コラム『所長の眼鏡』

1000人のおっぱいを吸った男2023.08.01

 

「顧客リサーチは大事」わかりきったことです。

表題だけ読むと、どういうこと??と思うかもしれませんが、創業者ってすごいな、とあらためて衝撃を受けました。

 

昭和29年、戦時中シベリアに抑留されるも、生きて日本に帰った仲田祐一氏は、「日本の将来にいちばん大事なものは赤ちゃんだ」と考え、哺乳瓶など、いちばん命にかかわる部分の仕事をしようと創業。

そこでできたのが、赤ちゃん用品の会社ピジョンの前身となるピジョン哺乳器本舗です。

 

 

ある日、薬局からなにやら数を数える声が…。

返品と書かれた段ボール箱の中に投げ込まれてゆく哺乳瓶たち。

「やっぱり赤ちゃんは、お母さんのおっぱいで育てるのが一番でしょ」薬局の店主の言うことは確かに当たっていました。

当時の哺乳瓶は開発が遅れ、品質も粗悪なゴム素材。

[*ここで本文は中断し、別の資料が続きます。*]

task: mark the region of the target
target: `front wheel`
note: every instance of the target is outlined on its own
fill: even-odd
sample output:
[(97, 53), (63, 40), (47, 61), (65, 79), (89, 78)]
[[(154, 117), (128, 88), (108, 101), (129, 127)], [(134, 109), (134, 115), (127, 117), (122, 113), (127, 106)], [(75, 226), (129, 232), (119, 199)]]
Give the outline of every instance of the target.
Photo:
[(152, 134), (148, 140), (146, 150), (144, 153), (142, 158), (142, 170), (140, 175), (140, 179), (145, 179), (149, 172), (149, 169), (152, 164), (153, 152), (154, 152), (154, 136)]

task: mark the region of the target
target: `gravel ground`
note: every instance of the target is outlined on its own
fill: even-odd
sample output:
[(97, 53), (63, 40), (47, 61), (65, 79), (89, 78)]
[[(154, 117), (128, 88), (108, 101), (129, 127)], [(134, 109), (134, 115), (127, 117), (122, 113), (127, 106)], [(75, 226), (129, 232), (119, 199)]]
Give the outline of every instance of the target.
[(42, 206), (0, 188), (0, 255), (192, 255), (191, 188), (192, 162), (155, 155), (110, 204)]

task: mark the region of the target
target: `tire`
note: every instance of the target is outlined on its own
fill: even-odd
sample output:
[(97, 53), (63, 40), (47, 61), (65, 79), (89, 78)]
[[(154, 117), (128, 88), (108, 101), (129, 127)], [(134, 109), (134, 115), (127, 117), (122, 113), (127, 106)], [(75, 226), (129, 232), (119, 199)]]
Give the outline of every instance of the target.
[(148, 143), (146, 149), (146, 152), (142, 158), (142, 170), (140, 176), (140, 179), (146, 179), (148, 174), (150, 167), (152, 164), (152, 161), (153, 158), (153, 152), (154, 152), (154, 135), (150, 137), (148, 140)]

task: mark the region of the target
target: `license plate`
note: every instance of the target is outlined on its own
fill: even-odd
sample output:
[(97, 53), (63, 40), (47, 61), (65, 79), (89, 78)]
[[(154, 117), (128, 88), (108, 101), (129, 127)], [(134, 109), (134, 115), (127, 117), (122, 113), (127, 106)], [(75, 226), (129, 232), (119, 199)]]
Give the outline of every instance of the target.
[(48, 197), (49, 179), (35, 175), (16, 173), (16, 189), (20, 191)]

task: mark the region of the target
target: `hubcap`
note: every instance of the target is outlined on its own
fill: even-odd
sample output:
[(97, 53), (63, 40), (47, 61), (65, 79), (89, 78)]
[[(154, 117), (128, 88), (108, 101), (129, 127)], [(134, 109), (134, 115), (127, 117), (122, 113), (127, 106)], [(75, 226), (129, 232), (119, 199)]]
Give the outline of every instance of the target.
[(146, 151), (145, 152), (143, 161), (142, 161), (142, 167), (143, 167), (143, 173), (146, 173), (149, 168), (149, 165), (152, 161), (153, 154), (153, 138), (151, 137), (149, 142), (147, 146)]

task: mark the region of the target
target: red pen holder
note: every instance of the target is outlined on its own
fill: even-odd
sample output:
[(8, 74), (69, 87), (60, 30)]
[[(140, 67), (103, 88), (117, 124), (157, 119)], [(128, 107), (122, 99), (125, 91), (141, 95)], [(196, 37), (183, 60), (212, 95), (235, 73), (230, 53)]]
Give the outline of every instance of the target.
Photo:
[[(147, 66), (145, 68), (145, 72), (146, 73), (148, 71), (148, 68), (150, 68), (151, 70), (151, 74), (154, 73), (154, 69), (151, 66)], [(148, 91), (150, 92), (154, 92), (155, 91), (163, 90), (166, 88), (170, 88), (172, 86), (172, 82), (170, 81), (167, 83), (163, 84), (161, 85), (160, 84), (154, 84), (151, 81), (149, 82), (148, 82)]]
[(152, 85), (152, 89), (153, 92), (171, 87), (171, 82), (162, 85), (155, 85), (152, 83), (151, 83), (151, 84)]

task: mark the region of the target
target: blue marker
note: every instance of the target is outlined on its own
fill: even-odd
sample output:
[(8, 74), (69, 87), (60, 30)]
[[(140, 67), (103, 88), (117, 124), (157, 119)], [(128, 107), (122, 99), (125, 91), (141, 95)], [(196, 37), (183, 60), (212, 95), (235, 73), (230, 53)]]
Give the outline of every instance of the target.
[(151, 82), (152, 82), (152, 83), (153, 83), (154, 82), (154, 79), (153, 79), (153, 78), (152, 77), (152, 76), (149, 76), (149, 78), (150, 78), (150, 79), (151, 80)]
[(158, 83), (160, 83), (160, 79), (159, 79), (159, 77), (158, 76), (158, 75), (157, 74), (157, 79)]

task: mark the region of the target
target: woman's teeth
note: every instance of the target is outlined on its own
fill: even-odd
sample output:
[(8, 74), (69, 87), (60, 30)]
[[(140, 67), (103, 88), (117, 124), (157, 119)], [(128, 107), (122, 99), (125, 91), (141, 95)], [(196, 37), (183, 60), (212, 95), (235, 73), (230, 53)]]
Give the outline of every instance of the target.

まだまだ母乳で育てるのが一般的な時代だったのです。

 

「何とか赤ちゃんの気持ちになって、哺乳瓶が作れないものか…」仲田氏は考えますが、とはいえ、顧客リサーチ(赤ちゃんに感想を聞くなど)はできません。

そのとき彼が思いついたのは、赤ちゃんの気持ちに近づくには、自分も赤ちゃんの気持ちになって本物のおっぱいを吸ってみるしかない」ということでした。

(普通そうなりますかね???)

彼は道行く女性に声をかけ始めました。

「すみません、あなたのおっぱいを吸わせてもらいませんか?」

(もう変質者です。)しかし、そう簡単にいきません。(当たり前です。今だと捕まります。)

 

断られ続けた仲田氏は、仕方なく断念し、気分転換に飲み屋へ出かけていきました。

隣に座ったホステス・英子としばらくやりとりをするうち、彼女には生まれて間もない赤ちゃんがいることが判明しました。

しかも、哺乳瓶を使っているが、うまく飲んでくれなくて困っているというのです。

 

「あなたおっぱいを吸わせていただけませんか?」・・・一瞬の沈黙。

 

思い切ってうちあける彼に、英子は戸惑いながらも、承諾してくれたのです。

こうして仲田氏の実地研究、「おっぱい行脚」が始まりました。

彼は出産経験のある水商売の女性に声をかけ、研究を続けること6年。

何とその対象者は1000人近くにも上っていたそうです。

 

たとえ社員に白い目で見られようと、ひたすらおっぱい行脚を続け、新しい乳首の開発に情熱を燃やした仲田氏。

今では科学的に解明されていますが、当時はまだ知られていなかった、赤ちゃんのミルクを飲む時の舌の動き蠕動様運動にも注目し、開発のヒントにしたそうです。

そして、ついに新素材イソプレインを使った、極めて本物に近い質感の乳首を開発することに成功したのです。

その結果、日本赤十字病院の医師が、新しく開発した哺乳瓶を公認してくれ、その他多くの病院にも認められるようになったのです。

 

こんにちは赤ちゃんの大ヒットを受けて始まったベビーブームの中、ピジョンは国内の哺乳瓶シェア80%を占めるほどの企業へと成長し、現在もそのシェアを誇っています。

 

自分はやった気になっていないか、「とことんやる」この凄まじい行動力には驚かされました。